Methods and results. Littermate control and Actn3 KO mice were killed by an overdose of the inhalation anaesthetic, halothane or isoflurane. The flexor digitorum brevis muscle (FDB) was dissected out and single fibres were obtained by collagenase dissociation. Single intact fibres were plated out on glass coverslips and viewed via a Nikon inverted microscope. Fibres were stimulated to contract by field stimulation from two insulated platinum wires. The stimulation protocol was; single pulses, 10 Hz, 20 Hz, 30 Hz and 100 Hz in order to record single twitch, unfused and fused tetanic contractile responses. Fibre shortening was recorded using a CMOS high-speed camera (hs1200, PCO, Kehlheim, Germany) connected to the side port of the inverted microscope. Adjusting the field of image acquisition on the chip allowed frame rates up to 4,500 frames per second. For analysis, a custom-made program was written consisting of the following steps: after loading the first image of an experiment XYT series, the fibre borders could be manually enclosed with a freehand ROI in order to exclude eventual debris or artifacts within the fibre area. The ROI mask was applied to all images within the series and converted to a binary mask on which border detection was performed. The longest distance between detected borders were taken as fibre length and followed up within subsequent images. A criterion was set to allow for maximum length change in successive images of 2.5 to 5% of initial fibre length. This resulted in a significant reduction in false-positive border detections from areas outside the fibre or floating particles in the solution. The length values were stored in a vector matrix upon which time derivatives were performed for speed of shortening assessment. Each experiment was plotted in an automated results file showing the l(t) and v(t) curves, both in relative (normalized to L0) as well as absolute values (converting to μm after a grid calibration). Minimum shortening length and maximum speed of shortening did not significantly differ between wild-type (n=18) and Actn3 KO fibres (n=22), neither for the variable of genotype nor for stimulation frequency. For instance, both littermate controls and Actn3 KO recorded unloading shortening speeds of around 5.5 mm/s for single twitches and around 6.5 mm/s at 100Hz stimulations.

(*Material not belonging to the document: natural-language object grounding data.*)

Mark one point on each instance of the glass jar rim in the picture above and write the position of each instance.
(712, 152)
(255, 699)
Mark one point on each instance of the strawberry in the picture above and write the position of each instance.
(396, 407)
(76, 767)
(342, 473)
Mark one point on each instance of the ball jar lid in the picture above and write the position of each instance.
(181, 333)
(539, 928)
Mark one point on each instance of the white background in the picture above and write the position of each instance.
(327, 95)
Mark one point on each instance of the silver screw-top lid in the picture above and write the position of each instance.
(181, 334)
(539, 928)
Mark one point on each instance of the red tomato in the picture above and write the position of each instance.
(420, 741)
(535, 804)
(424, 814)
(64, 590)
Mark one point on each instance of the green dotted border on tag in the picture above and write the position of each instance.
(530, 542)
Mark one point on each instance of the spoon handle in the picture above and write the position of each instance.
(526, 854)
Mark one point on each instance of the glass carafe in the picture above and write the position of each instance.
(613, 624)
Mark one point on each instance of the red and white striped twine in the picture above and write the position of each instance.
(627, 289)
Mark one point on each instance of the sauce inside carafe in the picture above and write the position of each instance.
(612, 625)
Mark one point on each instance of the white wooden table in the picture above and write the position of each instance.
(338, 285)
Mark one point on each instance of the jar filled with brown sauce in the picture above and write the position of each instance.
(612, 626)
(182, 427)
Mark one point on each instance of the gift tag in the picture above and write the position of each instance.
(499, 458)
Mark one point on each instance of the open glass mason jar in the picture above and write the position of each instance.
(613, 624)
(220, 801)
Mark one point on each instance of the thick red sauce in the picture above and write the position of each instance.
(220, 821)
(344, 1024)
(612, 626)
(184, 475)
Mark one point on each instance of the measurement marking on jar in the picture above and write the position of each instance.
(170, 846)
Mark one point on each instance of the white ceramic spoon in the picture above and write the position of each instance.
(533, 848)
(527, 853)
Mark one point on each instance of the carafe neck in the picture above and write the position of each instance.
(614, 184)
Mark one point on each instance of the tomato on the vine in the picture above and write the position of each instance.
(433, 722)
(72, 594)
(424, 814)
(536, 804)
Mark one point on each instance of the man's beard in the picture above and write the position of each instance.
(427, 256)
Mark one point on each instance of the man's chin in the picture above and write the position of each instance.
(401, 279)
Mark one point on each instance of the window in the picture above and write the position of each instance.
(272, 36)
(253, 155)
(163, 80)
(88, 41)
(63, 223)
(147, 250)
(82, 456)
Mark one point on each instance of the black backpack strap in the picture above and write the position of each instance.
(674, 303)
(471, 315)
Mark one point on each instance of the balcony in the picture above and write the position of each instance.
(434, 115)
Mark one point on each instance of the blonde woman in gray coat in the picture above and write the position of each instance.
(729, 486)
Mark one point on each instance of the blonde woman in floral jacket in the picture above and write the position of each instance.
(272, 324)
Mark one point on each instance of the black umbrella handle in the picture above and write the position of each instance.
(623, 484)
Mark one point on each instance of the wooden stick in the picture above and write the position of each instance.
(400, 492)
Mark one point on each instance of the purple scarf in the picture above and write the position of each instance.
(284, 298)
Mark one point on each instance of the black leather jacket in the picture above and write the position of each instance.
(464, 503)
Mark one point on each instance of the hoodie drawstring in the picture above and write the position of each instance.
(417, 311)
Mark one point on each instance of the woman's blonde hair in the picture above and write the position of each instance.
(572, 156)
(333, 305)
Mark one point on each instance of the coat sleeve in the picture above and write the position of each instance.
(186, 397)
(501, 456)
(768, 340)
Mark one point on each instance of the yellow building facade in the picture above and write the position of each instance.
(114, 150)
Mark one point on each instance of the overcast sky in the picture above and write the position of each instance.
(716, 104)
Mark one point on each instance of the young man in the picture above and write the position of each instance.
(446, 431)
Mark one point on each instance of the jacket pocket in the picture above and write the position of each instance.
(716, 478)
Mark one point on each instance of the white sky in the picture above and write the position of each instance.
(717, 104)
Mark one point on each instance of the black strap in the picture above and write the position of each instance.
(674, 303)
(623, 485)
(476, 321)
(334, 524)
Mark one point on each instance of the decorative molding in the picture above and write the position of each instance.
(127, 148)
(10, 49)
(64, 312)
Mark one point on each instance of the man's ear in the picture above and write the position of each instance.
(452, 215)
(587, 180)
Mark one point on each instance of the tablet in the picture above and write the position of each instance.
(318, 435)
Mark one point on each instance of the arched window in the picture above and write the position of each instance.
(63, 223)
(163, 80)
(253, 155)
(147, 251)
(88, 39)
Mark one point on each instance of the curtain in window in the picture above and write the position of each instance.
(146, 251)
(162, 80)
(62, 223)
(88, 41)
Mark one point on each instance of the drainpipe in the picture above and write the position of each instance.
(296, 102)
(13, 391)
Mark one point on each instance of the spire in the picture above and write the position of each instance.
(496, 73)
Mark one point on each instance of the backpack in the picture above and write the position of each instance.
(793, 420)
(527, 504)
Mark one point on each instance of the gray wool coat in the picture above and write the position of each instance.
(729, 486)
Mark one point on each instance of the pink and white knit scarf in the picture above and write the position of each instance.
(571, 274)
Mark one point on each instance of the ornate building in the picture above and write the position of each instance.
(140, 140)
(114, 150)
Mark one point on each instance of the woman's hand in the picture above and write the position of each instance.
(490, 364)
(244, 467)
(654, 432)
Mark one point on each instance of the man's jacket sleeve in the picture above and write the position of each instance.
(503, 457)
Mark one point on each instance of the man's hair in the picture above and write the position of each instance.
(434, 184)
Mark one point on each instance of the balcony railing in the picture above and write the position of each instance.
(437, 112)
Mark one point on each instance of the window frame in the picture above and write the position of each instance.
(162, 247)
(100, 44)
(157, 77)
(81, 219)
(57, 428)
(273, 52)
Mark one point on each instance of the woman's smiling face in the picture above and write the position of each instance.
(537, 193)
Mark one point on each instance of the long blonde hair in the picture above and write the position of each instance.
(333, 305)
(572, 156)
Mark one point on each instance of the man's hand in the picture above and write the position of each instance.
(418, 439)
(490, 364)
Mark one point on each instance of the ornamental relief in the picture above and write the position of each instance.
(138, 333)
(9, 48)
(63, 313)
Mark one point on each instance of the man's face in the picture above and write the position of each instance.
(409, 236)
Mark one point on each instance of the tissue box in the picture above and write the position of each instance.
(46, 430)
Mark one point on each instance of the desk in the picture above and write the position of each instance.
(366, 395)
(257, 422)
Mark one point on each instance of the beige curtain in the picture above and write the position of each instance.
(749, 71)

Conclusion. This is the first report of unchanged unloaded speed of shortening kinetics in fast-twitch fibres from Actn3 KO mice upon either twitch- or tetanic field stimulation. These findings support previous reports that the absence of α-actinin-3 does not change the heavy myosin chain compositions or isometric twitch rise times. We conclude that the Actn3 polymorphism results in fast-twitch fibres with normal contraction kinetics which have a metabolic shift towards slow-twitch fibre aerobic ATP production pathways.

Chan S, Seto JT, Houweling PJ, Yang N, North KN, and Head SI. (2011) Muscle and Nerve 43: 37-48.

MacArthur D, Seto JT, Raftery JM, Quinlan KG, Huttley GA, Hook JW, Lemckert FA, Kee AJ, Edwards MR, Berman Y, Hardeman EC, Gunning PW, Easteal S, Yang N, and North KN. (2007) Nature Genetics 39: 1261-1265.